When cooking always have a plan . I never use a pan for my pork as I don't like mine mushy , tender yes but mushy no . I cook my butt to 200 , remove from heat and foil for 1.5 hours for slow cool down . Then I pull it . The only time this method failed was when I used a cry o vac with enhancers . I am sure his way will work but this place has taught me to always use the thermo as a rule . It never lies to me . Last weekend I smoked four 12lb butts for church and they finished in 14.5 hours for three of them , the other one went all the way to the 16 hour mark befire reaching 200 degrees . It's hard to remember mistakes much less re-create one . Just my two cents . Jeff owns this place cause he is good ya know and I respect him but am a creature of doing things with a plan . 

Good Luck and always have a plan with a thermo !


----------



## mama's smoke (Apr 8, 2010)

That's pretty much how I did it last time.  I think the only thing different this time will be using his rub recipe and serving the sauce on the side, with just a bit of the finishing sauce from SoFlaQuer added to the pulled pork.  You're right; I definitely don't want it mushy.


----------



## dubmike (Apr 8, 2010)

i let a butt go to 207, and i left it wrapped in the cooler for like 6 or so hrs while i was at work, and i won't lie all day i was soo worried that it was going to be messed up. and most definately it was the best pulled pork i ever made.


----------



## grizandizz (Apr 8, 2010)

"The average rooskie dont take a crap without a plan son"!


----------



## caveman (Apr 8, 2010)

I remember that movie.  The Hunt For Red October.  Great movie.
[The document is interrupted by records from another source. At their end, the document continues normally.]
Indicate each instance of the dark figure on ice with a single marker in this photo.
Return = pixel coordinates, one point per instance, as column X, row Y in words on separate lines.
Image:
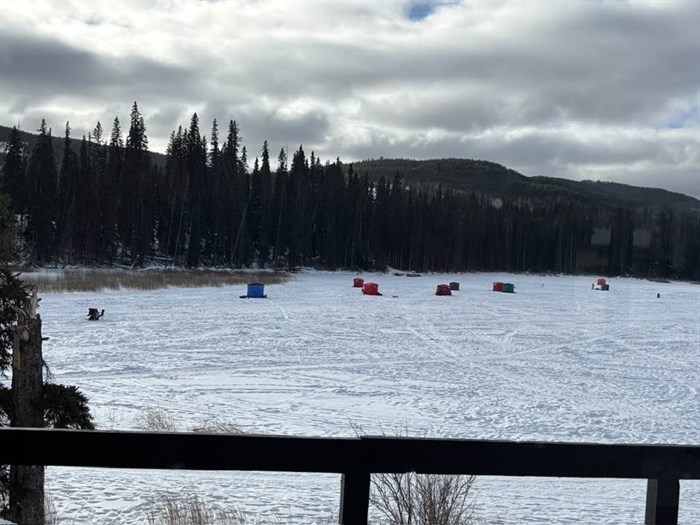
column 94, row 314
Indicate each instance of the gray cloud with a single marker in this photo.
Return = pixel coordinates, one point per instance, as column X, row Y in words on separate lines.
column 575, row 89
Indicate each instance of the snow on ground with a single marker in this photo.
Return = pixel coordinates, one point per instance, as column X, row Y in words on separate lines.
column 554, row 361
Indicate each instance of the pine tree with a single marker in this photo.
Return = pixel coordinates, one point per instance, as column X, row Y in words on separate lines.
column 134, row 228
column 42, row 179
column 13, row 169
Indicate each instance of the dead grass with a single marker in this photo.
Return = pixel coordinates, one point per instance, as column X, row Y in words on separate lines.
column 218, row 426
column 96, row 280
column 156, row 420
column 172, row 509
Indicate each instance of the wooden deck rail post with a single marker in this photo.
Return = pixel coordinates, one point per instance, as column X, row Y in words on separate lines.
column 354, row 498
column 662, row 502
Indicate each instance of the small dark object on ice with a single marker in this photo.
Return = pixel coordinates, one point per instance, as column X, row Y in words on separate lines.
column 94, row 314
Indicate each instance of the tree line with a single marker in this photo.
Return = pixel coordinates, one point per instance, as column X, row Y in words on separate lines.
column 208, row 204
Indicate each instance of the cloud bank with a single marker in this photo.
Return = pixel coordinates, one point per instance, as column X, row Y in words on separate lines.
column 604, row 90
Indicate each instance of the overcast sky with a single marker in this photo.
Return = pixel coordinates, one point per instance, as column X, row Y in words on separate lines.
column 604, row 90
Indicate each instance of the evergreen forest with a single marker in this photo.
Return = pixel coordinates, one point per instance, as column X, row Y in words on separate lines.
column 209, row 202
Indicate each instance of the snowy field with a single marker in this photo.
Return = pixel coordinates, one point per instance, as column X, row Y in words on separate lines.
column 554, row 361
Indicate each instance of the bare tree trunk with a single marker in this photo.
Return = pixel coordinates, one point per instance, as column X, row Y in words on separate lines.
column 27, row 481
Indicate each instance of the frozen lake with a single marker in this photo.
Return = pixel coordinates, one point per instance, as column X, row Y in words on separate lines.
column 555, row 361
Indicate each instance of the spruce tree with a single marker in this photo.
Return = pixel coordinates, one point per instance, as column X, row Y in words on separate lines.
column 42, row 179
column 13, row 169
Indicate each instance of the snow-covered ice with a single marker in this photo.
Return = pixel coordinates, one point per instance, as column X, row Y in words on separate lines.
column 556, row 361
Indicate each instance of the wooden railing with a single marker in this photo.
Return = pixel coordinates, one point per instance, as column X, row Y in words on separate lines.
column 356, row 458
I haven't tried a butt past 195.  The two hundred degree mark seems to be a thing with some people here.  I must try it next.


----------



## rdknb (Apr 8, 2010)

yeah I take mine to 200-205.  No foil till the end as I like the bark to much.


----------



## jjwdiver (Apr 9, 2010)

I do the same, foil at the end after 200 to 205.  Works for me, then use the excess bark (too burnt to add to the pulled) for my wife's Butt Bean recipe.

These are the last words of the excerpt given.